Bytefest 2019 is coming and I have only two weeks to prepare all the machines I want to take with me. I want to the show this Indy with a Nintendo 64 game console because Indys were often used for N64 game development (after all, N64 hardware was designed by SGI). It is nice to see that Indy’s VINO interface supports progressive scanning (used by game consoles and old 8bit computers) on its composite/S-Video inputs – unlike newer SGI O2 and SGI Visual Workstation 320. Anyway, the main planned part is to connect a vintage Czechoslovakia plotter (Aritma Minigraf) using our custom interface (modified to use a serial port) and plot processed images of visitors taken using the Indy’s bundled webcam.
I’m surprised that serial ports on Indy support speeds only up to 38.4 kb/s. Pretty slow for a computer introduced in 1993. Maybe that’s one of the reasons why the serial port speed was not even mentioned in the user guide. They just didn’t care.
This machine represented the SGI’s low-end workstation offering. It was targeted towards Mac users (DTP…) that needed more graphics and processing power than they could get from Macintosh Quadra systems. It’s a sleek pizza-box computer with just a single quiet fan inside (unlike other SGI systems). However, in comparison with non-SGI competitors, it was not slow. It had at least 100-MHz (64bit) MIPS processor, at least 16MB of RAM (reasonable configurations started with 32MB) and multiple graphics card options available. 10Mbit/s LAN, ISDN modem and video inputs (composite / S-Video / a digital port for the bundled webcam) were integrated on the logic board in all configurations as standard.
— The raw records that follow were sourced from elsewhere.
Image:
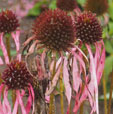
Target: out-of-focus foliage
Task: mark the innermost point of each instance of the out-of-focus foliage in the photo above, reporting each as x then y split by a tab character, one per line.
107	30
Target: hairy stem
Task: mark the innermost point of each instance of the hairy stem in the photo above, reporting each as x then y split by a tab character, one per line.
8	46
104	90
61	92
110	97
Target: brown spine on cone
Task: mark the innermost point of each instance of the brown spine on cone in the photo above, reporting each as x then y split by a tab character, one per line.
55	30
16	75
67	5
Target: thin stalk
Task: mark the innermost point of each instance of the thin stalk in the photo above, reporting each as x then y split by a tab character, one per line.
51	104
104	90
110	97
8	47
61	91
9	55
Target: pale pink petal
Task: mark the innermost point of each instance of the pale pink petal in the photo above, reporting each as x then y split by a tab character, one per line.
93	86
16	38
68	90
29	102
21	102
76	76
4	49
1	61
101	64
15	109
55	79
6	105
32	93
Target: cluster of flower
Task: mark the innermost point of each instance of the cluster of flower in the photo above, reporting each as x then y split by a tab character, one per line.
60	34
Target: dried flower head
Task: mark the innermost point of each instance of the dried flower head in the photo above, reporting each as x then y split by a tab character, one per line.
16	76
88	29
55	30
67	5
8	21
97	6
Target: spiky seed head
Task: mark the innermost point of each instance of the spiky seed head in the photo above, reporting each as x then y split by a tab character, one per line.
88	29
8	21
55	30
16	76
67	5
97	6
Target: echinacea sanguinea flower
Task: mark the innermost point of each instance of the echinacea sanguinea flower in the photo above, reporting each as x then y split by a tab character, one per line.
55	30
66	5
8	21
15	78
88	28
97	6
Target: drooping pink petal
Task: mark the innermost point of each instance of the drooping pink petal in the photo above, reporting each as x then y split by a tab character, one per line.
76	77
93	86
101	63
1	88
55	79
16	38
4	49
68	90
29	102
1	61
32	93
6	105
15	109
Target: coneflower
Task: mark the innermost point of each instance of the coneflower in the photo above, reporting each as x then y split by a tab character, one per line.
15	77
97	6
89	32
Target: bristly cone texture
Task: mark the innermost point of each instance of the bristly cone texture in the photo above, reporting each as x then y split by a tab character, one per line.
67	5
8	21
16	76
55	30
97	6
88	29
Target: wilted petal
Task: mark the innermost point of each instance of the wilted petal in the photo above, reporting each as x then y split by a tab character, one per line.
55	80
4	49
16	38
1	61
76	76
93	86
66	81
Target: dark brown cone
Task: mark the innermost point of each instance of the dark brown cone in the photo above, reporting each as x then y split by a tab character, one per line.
88	29
55	30
67	5
97	6
8	21
16	76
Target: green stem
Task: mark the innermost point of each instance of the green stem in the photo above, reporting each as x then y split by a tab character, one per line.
110	97
104	89
61	92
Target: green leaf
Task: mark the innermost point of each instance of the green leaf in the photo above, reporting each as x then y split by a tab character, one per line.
108	66
108	46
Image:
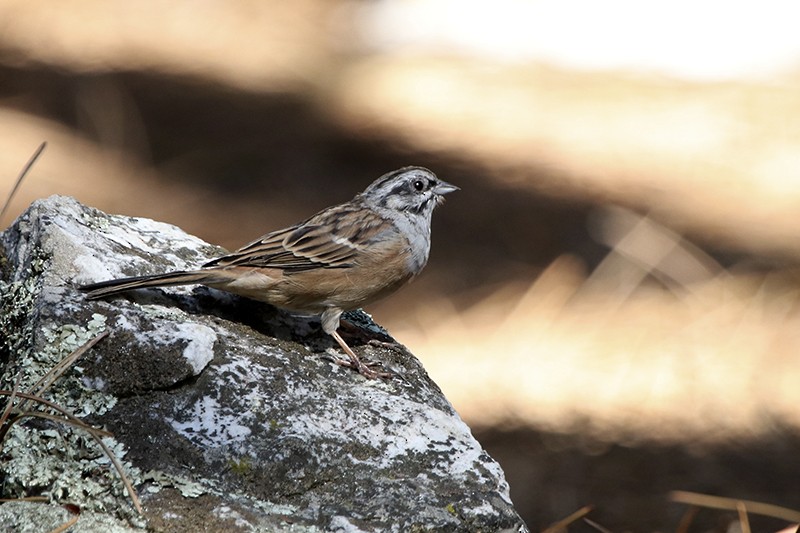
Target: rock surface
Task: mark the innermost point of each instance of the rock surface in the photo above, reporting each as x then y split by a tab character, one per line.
227	414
My Indy is from 1995 and has a more powerful 150MHz MIPS R5000 CPU. On the other side, it is equipped with the lowest possible graphics card (XL8/XGE8/Newport) that supports no more than 256 colors and was introduced with the early machines.
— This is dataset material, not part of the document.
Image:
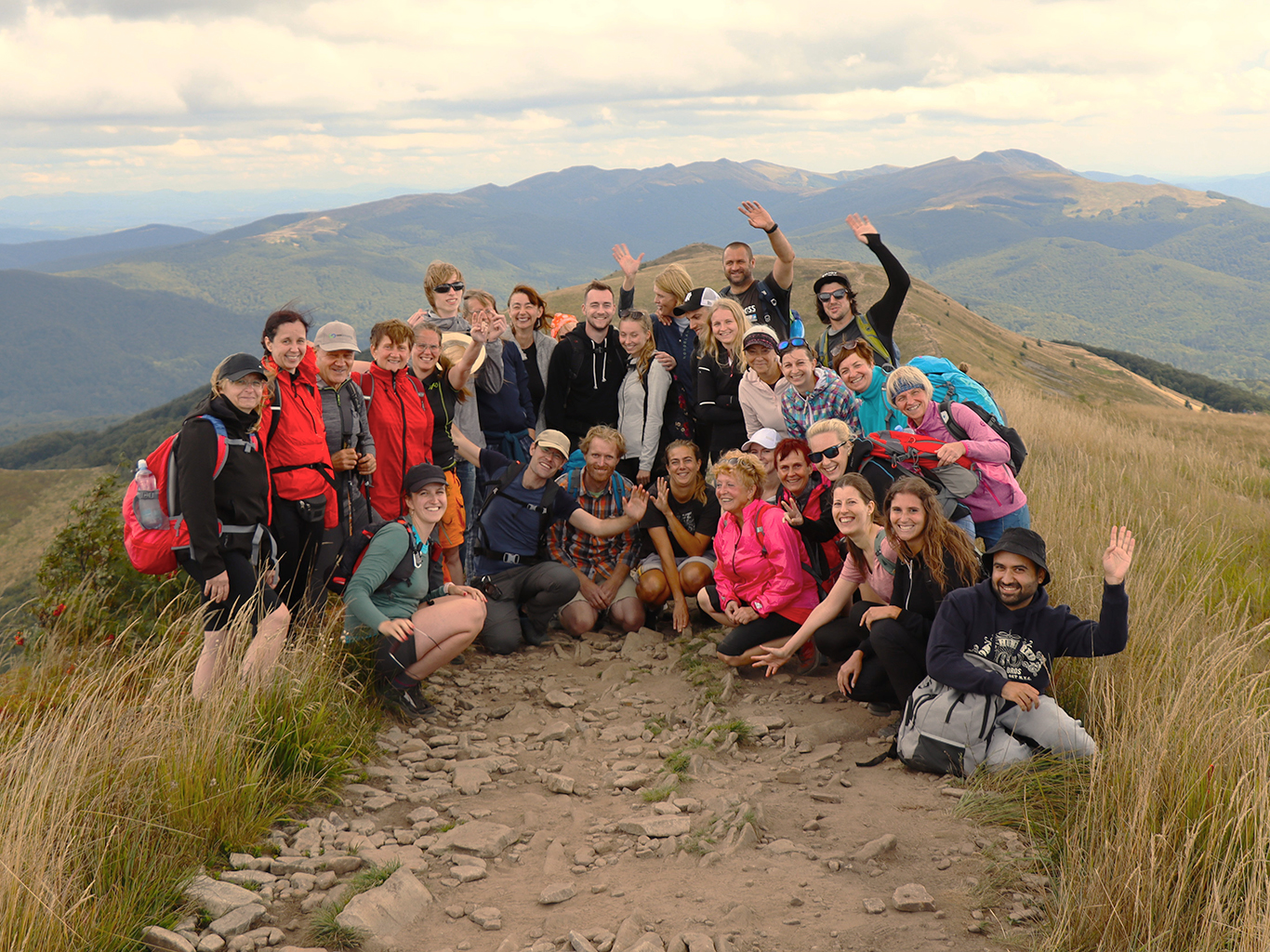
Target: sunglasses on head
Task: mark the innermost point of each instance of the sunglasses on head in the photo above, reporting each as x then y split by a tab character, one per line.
828	454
I always thought that Indy was the only SGI system without any 3D acceleration when sold with XL8 (2MB of 64bit video RAM) or XL24 (6MB of 192bit video RAM for true color modes) graphics cards. I expected just a crappy framebuffer (with BitBlt) and nothing more – like in Sun and HP machines. I was wrong. The REX3 chip inside the Newport graphics is pretty capable. Although all the 3D transformations and triangle setup are done in software, the chip can raster triangles with smooth (Gouraud) shading and per-vertex alpha-blending. Even Z-Buffering is partially accelerated using the chip (Z-Buffer is stored in system memory though).
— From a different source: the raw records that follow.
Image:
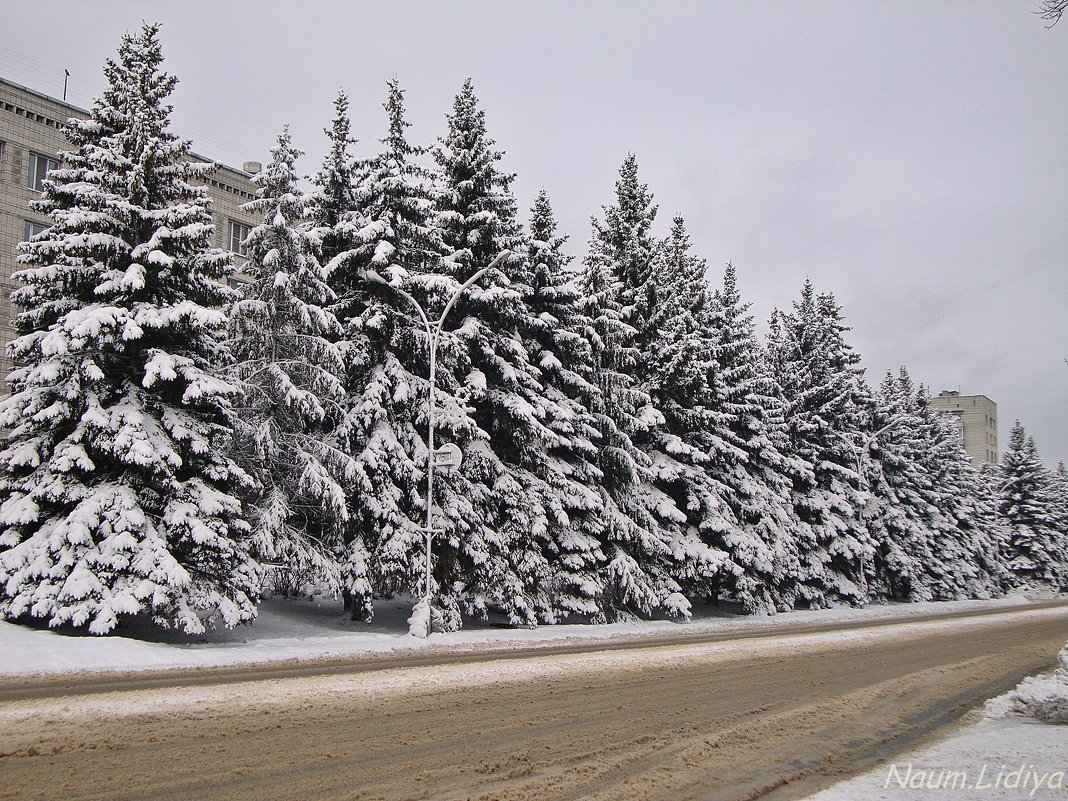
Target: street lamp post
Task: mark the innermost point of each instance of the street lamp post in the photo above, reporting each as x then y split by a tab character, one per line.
420	623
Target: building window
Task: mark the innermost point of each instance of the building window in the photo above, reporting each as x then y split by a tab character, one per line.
40	166
30	230
235	240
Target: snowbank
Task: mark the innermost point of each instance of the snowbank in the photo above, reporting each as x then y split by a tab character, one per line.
1010	753
1042	697
302	629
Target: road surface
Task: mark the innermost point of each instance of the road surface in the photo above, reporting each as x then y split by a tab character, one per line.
769	715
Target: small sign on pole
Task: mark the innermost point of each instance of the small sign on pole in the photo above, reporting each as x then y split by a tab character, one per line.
448	458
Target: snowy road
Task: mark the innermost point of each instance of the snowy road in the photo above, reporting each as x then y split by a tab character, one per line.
779	713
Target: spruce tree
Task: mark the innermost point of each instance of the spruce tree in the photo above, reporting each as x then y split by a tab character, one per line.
649	540
1026	503
334	186
556	345
119	496
748	458
503	553
391	234
827	412
283	340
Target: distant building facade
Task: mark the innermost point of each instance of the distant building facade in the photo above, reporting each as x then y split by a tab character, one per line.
976	419
31	138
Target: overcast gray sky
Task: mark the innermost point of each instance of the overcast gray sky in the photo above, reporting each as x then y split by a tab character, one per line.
911	157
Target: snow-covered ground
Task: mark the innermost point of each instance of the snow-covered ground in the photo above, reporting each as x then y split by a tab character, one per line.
302	629
1016	748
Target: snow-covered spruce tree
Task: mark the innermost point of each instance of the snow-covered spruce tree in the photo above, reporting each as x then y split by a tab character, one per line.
391	233
677	367
648	536
748	458
287	362
900	518
556	344
1037	548
828	407
333	193
119	496
503	553
1061	497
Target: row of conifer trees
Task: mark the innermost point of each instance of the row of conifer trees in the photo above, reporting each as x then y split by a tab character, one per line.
630	443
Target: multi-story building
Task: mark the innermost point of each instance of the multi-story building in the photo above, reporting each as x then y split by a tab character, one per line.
976	419
31	138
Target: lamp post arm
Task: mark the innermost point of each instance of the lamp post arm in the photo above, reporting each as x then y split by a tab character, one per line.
449	307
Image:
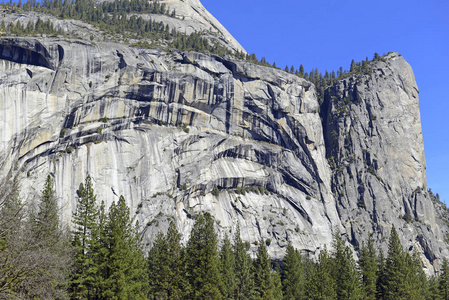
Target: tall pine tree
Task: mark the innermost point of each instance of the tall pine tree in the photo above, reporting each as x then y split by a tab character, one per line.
293	280
166	266
125	273
262	265
227	269
84	281
244	275
368	266
202	260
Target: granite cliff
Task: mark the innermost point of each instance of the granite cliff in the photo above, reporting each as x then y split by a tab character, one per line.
179	132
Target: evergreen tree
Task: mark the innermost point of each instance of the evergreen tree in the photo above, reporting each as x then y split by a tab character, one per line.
293	280
202	260
262	266
125	274
227	269
320	281
395	269
85	220
47	219
166	266
443	281
50	251
345	271
244	276
301	70
277	284
368	266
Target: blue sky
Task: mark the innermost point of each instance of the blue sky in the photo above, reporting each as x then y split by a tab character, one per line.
328	34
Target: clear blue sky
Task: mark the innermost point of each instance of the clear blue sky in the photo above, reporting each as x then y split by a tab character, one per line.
328	34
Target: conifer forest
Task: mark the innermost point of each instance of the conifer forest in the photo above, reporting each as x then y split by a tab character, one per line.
101	254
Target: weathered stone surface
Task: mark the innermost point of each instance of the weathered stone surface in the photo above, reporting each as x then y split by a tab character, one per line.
177	133
166	129
375	148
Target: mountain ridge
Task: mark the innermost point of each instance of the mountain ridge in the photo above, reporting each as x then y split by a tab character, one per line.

In fact, this chip is not very far from early PC 3D accelerators (1996-1997) in terms of functions… except for the texturing support which was not available even with higher-end workstation-class 3D accelerators in 1993. This is for the first time I see 3D accelerated OpenGL (1.0) on such an old graphics card – and in 256 colors. To be correct, the scene with triangles has just 16 colors because any real-time graphics requires double-buffering. Each byte of the window in video memory contains one pixel from both buffers in the GBRG-GBRG arrangement of bits.
The graphics card is faster than I would expect. The pixel fill rate for smooth shaded triangles is ~50Mpix/s. If you add alpha-blending, you will get ~20Mpix/s. That’s 5-20 times as fast as the Windows NT 4.0 software renderer on a laptop with 133-MHz Pentium MMX and a 2D-only graphics chip. The speed in 3D is more comparable with 3Dlabs Permedia, S3 Virge DX and other consumer 3D accelerators from 1996.